In 1925, Eastman gave up his daily management of Kodak, to become chairman of the board. He thereafter concentrated on philanthropic activities, to which he had already donated substantial sums. He was one of the major philanthropists of his time, ranking only slightly behind Andrew Carnegie, John D. Rockefeller, and a few others, but did not seek publicity for his activities. He concentrated on institution-building and causes which could help people's health. He donated to the University of Rochester, establishing the Eastman School of Music and School of Dentistry; to Tuskegee Institute; and to the Massachusetts Institute of Technology (MIT), donations which provided the capital to build several of their first buildings at their second campus along the Charles River.
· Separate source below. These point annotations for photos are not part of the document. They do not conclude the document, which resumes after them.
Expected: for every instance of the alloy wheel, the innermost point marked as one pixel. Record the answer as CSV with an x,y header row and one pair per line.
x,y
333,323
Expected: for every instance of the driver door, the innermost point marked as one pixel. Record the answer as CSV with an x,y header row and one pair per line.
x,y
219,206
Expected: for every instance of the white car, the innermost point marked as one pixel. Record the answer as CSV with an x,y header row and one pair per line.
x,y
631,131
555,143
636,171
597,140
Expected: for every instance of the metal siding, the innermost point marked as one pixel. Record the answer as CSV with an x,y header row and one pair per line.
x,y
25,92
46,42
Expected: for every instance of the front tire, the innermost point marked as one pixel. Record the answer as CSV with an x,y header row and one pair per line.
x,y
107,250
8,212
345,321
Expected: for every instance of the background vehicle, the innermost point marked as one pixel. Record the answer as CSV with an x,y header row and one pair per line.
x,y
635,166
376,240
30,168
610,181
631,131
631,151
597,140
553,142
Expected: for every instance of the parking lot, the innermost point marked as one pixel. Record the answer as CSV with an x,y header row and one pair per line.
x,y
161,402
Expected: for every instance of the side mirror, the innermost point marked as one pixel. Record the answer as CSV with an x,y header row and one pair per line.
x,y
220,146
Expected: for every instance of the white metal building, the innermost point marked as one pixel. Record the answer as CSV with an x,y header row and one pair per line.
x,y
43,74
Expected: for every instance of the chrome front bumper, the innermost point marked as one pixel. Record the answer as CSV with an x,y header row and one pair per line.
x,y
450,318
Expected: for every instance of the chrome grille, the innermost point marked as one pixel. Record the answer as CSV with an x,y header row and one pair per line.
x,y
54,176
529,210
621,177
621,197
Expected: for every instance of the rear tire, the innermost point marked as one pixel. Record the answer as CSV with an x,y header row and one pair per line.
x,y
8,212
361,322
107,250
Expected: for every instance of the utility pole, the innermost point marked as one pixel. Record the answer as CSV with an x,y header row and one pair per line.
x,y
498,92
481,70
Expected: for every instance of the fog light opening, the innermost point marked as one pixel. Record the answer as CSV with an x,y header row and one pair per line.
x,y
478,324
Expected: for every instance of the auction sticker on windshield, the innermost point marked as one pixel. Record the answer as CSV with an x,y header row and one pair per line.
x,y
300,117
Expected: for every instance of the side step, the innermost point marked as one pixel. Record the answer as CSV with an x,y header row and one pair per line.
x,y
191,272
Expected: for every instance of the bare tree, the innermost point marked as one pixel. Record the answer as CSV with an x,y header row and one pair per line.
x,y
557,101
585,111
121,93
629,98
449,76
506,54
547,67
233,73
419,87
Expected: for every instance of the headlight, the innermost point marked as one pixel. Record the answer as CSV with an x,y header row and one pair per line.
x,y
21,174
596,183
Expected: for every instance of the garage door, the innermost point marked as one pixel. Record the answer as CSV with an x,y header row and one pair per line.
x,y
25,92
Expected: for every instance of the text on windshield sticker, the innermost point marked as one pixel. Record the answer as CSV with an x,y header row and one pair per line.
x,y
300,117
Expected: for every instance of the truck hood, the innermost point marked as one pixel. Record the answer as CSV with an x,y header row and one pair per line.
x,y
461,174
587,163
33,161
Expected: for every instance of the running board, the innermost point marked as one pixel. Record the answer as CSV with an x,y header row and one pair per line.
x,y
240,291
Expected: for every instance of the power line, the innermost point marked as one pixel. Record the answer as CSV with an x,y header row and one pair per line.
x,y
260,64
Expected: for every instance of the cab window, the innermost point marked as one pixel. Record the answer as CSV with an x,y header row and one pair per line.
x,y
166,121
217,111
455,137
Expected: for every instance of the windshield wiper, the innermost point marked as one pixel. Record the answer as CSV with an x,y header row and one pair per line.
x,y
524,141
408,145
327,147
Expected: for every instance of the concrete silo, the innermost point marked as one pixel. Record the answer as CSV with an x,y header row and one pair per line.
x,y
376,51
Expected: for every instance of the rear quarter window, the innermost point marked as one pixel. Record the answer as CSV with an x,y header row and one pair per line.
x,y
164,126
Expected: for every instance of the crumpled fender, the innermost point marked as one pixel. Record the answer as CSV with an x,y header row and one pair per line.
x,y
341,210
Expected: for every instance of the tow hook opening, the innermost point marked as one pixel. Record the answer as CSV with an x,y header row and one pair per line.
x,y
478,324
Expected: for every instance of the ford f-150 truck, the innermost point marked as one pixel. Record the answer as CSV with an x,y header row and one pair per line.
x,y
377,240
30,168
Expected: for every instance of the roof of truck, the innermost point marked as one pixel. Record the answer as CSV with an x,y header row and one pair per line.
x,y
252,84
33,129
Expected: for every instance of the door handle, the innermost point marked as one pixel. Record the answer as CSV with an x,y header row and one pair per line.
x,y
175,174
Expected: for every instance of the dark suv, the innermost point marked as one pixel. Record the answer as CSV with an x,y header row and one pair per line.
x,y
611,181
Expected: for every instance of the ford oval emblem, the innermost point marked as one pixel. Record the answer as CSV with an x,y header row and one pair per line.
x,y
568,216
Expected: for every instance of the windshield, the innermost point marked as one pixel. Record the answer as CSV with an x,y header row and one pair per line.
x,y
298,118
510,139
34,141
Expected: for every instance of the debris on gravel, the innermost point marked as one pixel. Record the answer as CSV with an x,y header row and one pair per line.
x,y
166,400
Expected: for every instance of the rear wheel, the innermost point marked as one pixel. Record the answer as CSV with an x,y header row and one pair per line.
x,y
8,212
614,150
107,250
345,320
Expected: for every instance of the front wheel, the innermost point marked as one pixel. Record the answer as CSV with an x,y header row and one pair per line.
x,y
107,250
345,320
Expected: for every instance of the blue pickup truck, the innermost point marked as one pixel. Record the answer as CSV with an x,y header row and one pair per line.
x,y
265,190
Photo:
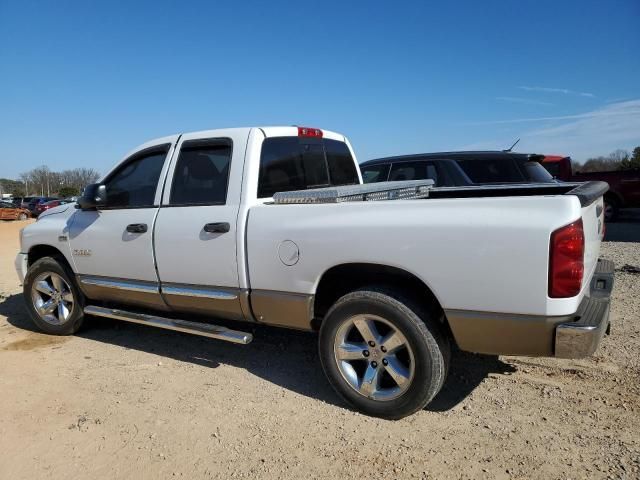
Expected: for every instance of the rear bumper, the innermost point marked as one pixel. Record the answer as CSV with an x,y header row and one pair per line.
x,y
581,338
569,336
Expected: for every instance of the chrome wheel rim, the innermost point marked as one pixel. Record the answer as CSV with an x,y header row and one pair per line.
x,y
374,357
52,298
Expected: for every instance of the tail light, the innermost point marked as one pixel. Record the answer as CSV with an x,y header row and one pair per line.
x,y
309,132
566,261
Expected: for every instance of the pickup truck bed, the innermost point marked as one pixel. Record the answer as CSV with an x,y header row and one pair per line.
x,y
193,228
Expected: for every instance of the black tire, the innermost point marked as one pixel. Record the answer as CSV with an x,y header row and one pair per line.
x,y
611,209
430,349
55,265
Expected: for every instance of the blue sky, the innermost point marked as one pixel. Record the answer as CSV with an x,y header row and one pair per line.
x,y
81,83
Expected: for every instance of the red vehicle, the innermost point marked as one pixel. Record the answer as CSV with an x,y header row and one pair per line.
x,y
41,207
624,185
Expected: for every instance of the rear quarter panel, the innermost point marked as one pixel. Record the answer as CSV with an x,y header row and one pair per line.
x,y
480,254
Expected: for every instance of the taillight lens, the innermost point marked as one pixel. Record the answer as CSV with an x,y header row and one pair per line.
x,y
566,261
309,132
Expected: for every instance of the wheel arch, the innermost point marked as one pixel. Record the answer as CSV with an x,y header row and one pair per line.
x,y
36,252
347,277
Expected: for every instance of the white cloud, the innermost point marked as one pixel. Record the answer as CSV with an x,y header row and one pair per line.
x,y
524,101
557,90
590,134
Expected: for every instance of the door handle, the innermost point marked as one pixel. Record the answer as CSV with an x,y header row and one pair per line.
x,y
137,228
217,227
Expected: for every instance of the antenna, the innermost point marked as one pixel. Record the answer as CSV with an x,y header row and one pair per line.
x,y
511,147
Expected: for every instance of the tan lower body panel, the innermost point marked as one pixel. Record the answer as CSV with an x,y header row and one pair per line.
x,y
500,334
292,310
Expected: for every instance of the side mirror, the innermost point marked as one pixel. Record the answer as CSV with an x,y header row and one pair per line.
x,y
94,196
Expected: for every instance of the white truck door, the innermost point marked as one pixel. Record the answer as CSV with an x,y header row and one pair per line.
x,y
195,232
112,247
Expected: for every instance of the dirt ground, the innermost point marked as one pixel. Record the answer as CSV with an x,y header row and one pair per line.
x,y
127,401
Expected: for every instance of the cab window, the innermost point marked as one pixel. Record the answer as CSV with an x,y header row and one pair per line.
x,y
287,163
202,173
134,184
375,173
414,171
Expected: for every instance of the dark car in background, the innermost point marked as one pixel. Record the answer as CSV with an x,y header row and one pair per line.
x,y
451,169
36,201
24,202
624,185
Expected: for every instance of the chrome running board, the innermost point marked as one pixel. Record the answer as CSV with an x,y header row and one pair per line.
x,y
195,328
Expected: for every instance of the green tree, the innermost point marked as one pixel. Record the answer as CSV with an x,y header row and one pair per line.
x,y
13,187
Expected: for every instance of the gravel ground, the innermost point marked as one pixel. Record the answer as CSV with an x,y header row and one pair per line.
x,y
125,401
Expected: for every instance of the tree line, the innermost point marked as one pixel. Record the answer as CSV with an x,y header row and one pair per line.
x,y
42,181
618,160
In his final two years, Eastman was in intense pain, caused by a degenerative disorder affecting his spine. He had trouble standing and his walking became a slow shuffle. Today it might be diagnosed as spinal stenosis, a narrowing of the spinal canal caused by calcification in the vertebrae. Eastman grew depressed, as he had seen his mother spend the last two years of her life in a wheelchair from the same condition. On March 14, 1932, Eastman committed suicide.[6] [7] His funeral was held at St. Paul's Episcopal Church in Rochester. Eastman, who never married, was buried on the grounds of the company he founded at Kodak Park in Rochester, New York.